| |
Boekbeschouwing.
Over Liefde in de Literatuur.
Machtsbegeerte. (naar het Noorsch van Jonas Lie,) vertaling van Jeannette G. Keijser, uitgever H.J.W. Becht, Amsterdam.)
Liefde. (door M. Constant, uitgever van Holkema en Warendorf, Amsterdam.)
Indien ik deze twee zoo zeer verschillende boeken vereenig onder één hoofd, het is omdat zij, dunkt mij, zoo frappant aantoonen het gróóte verschil tusschen de gezonde opvattingen der Noorsche literatuur, en de ziekelijke richting der Hollandsche. Want óók Machtsbegeerte handelt, evenals het boek van Constant, over Liefde! Maar welk een kenmerkend onderscheid, ofschoon beide auteurs dóór en dóór modern-getint zijn, al behoort Jonas Lie dan ook, wat het aantal zijner levensjaren betreft, reeds tot de ouderen! Bij hem, bij den Noor, vinden wij de teekening van het gewone, alledaagsche familie-leven, maar dat dikwijls, in zijn oogenschijnlijke kalmte, de grootste en meest tragische conflicten verbergt. Bij hem is de innige en oprechte en onuitroeibare liefde der dochters uit het gezin van den rijken consul de doorloopende fijne draad, waaromheen zich weeft zijn droevige geschiedenis van Machtsbegeerte, voerend tot den ondergang der, bij al hun rijkdom, zoo arme en beklagenswaardige meisjes. Maar er is in gansch de ontwikkeling van dat gegeven niets, dat stuit of pijnlijk aandoet. Het is de gewillige onderwerping aan het leven, zooals het nu eenmaal is, en geleefd moet worden, wanneer men niet meesleepen wil anderen in de eigen ellende, die gepredikt wordt door een boek als dat van Jonas Lie, een boek dat geen aanklacht inhoudt, dat slechts toestanden teekent zooals die nu eenmaal zijn.
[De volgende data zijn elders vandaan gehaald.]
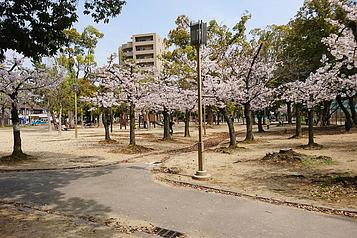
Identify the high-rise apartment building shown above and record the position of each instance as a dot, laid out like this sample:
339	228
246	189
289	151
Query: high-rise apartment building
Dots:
144	49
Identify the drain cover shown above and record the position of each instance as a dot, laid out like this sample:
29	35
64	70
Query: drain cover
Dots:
167	233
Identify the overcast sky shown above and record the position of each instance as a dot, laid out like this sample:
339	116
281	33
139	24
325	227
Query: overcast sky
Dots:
142	16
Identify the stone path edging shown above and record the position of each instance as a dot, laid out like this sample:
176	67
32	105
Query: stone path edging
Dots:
308	207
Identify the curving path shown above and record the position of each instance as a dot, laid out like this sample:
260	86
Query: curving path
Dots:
128	191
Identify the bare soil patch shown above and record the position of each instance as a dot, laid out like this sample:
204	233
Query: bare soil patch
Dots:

Het Hollandsche liefdeverhaal daarentegen der schrijfster, die zich verbergt achter het pseudoniem Constant, is één samenraapsel van onnatuurlijke en ziekelijke hedendaagsche Haagsche toestanden. Zulke toestanden zijn er. En de schrijfster heeft ze hier en daar goed en vlot geteekend! Maar is het geen onrecht, het woord liefde aangedaan, wanneer zij hare
geschiedenis van geëxalteerde en zedelijk-bedorven juffertjes bestempelt met dien titel van Liefde!? Is het liefde, wanneer een verzameling van aan de ‘kunst’ doende juffrouwen, in Parijs, zich in de armen werpt van een hoopje heeren, dat hen voor tijdverdrijf gebruikt, maar niet wil trouwen. (Waarom niet; dit blijft geheel in het duister.) En is het niet dóór en dóór onzuivergevoeld, het der Haagsche wereld waarin Termonde thuishoort, kwalijk te nemen, dat zij diens keuze vreemd vindt, en zijn verloofde met schuine oogen aanziet, waar deze in elk opzicht toont een weinig-kiesch-voelende vrouw, veelmeer een soort publieke meid te zijn!? Waarlijk, ik-zelf heb genoeg getoond in mijn werk, hoe ik denk over conventioneele opvattingen, en hoe hoog ik echte liefde, die zich heenzet over conventies, stel, om de beschuldiging te ontgaan, dat ik uit preutschheid over de liefde-opvatting van Constant den staf breek. Maar,.... er is een kenmerkend onderscheid tusschen liefde die zich, noodgedrongen, uit niet anders kunnen, heenzet over wereld-vormen en haar vooroordeelen, en een opzettelijk, geheel onnoodig den spot drijven met die welvoegelijkheid en dat fatsoen, waarvan een rechtgeaarde vrouw de onmisbaarheid instinctmatig voelt.
| |
| |
Dit laatste nu doet de heldin van Liefde Vera, wanneer zij bij mevrouw Termonde, de moeder van haar aanstaanden man, aan huis komt opgedirkt als een gemeene meid, en wanneer zij in Brussel gaat samenwonen met een jongen man in één huis; en dat alles nog wel, nadat zij, door haar verleden in Parijs, dubbel reden had haar misstap goed te maken door een ingetogen en bescheiden leven. Een vrouw kan zich een man geven, en er later berouw van hebben. Tot zoo ver is de zaak gezond. Maar als zij dan later ‘den’ man leert kennen dien zij liefheeft met haar heele ziel, dan zal zij, als zij een rechtgeaarde vrouw is, alles doen om haar schuldig verleden uit te wisschen, in plaats van, zooals Vera, een dubbelzinnig bestaan voort te zetten, en voortdurend aanleiding te geven tot scheeve oordeelvellingen. Om mijn vergelijking met Machtsbegeerte voort te zetten, herinner ik aan de geheel andere houding der drie dochters van den consul, die, alle drie, gedwarsboomd in hun liefde, en in stille trouw aan dat gevoel, veel echter zijn van teekening, dan de geëxalteerde, zedelijk bedorven Vera van M. Constant.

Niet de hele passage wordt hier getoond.